The leaves in the box rustled again and a tiny head appeared.
Exceptionally dangerous to handle, said the textbook, causing more deaths than even the more famous cobra, largely because of its size which makes it so easy to touch unwittingly with hand or foot. The author of the book had added a foot-note to the effect that the small but lethal snake mentioned by Kipling in his marvellous story 'Rikki-Tikki-Tavy' was almost certainly not the krait, which is about 2 feet long, but more probably the saw-scaled viper. The author was obviously pleased to have caught out the great Kipling in a matter of accuracy.
In the box, a little black forked tongue flickered towards the two Indians beyond the glass.
Very alert and irritable, the long-gone English naturalist had concluded his chapter on Echis carinatus. Strikes quickly without warning. The fangs are so small they make a virtually unnoticeable puncture, like two tiny thorns. There is no pain, but death is almost inevitable, usually taking between two and four hours, depending on the body weight of the victim and the level of his physical exertions at the time and afterwards. Cause of death is invariably brain haemorrhage.
'How much do you want for him?' whispered Ram Lai.
The old Bengali spread his hands helplessly. 'Such a prime specimen,' he said regretfully, 'and so hard to come by. Five hundred rupees.'
Ram
Lai clinched the deal at 350 rupees and took the snake away in a jar.
For his journey back to London Ram Lai purchased a box of cigars, which he emptied of their contents and in whose lid he punctured twenty small holes for air. The tiny viper, he knew, would need no food for a week and no water for two or three days. It could breathe on an infinitesimal supply of air, so he wrapped the cigar box, resealed and with the viper inside it among his leaves, in several towels whose thick sponginess would contain enough air even inside a suitcase.
He had arrived with a handgrip, but he bought a cheap fibre suitcase and packed it with clothes from market stalls, the cigar box going in the centre. It was only minutes before he left his hotel for Bombay airport that he closed and locked the case. For the flight back to London he checked the suitcase into the hold of the Boeing airliner. His hand baggage was searched, but it contained nothing of interest.

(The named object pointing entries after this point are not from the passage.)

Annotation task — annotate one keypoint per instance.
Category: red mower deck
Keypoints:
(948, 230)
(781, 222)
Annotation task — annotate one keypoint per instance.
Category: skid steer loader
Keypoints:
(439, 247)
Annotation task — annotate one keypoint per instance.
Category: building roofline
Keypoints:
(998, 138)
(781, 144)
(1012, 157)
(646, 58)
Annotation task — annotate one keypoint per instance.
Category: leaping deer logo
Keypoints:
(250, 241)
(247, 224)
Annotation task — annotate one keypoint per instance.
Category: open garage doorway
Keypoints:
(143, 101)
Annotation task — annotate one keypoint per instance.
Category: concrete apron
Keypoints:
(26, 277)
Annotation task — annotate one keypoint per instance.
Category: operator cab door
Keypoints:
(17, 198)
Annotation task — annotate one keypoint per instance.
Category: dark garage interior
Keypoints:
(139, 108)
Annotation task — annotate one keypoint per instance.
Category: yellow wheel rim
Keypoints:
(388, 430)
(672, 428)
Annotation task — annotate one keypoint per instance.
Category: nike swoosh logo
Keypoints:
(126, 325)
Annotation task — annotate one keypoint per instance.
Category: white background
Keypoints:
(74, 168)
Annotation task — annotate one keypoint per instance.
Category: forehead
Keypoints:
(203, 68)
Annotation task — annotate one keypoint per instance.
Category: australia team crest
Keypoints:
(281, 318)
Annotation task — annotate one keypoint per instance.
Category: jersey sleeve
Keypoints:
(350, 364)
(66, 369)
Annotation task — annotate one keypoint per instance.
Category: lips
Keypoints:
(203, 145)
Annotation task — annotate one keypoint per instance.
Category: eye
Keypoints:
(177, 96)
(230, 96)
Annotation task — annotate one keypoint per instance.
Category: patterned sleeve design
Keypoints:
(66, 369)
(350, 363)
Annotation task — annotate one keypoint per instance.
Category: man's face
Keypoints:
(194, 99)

The Air India jet landed at London Heathrow on Friday morning and Ram Lai joined the long queue of Indians trying to get into Britain. He was able to prove he was a medical student and not an immigrant, and was allowed through quite quickly. He even reached the luggage carousel as the first suitcases were tumbling onto it, and saw his own in the first two dozen. He took it to the toilet, where he extracted the cigar box and put it in his handgrip.
In the Nothing-to-Declare channel he was stopped all the same, but it was his suitcase that was ransacked. The customs officer glanced in his shoulder bag and let him pass. Ram Lai crossed Heathrow by courtesy bus to Number One Building and caught the midday shuttle to Belfast. He was in Bangor by teatime and able at last to examine his import.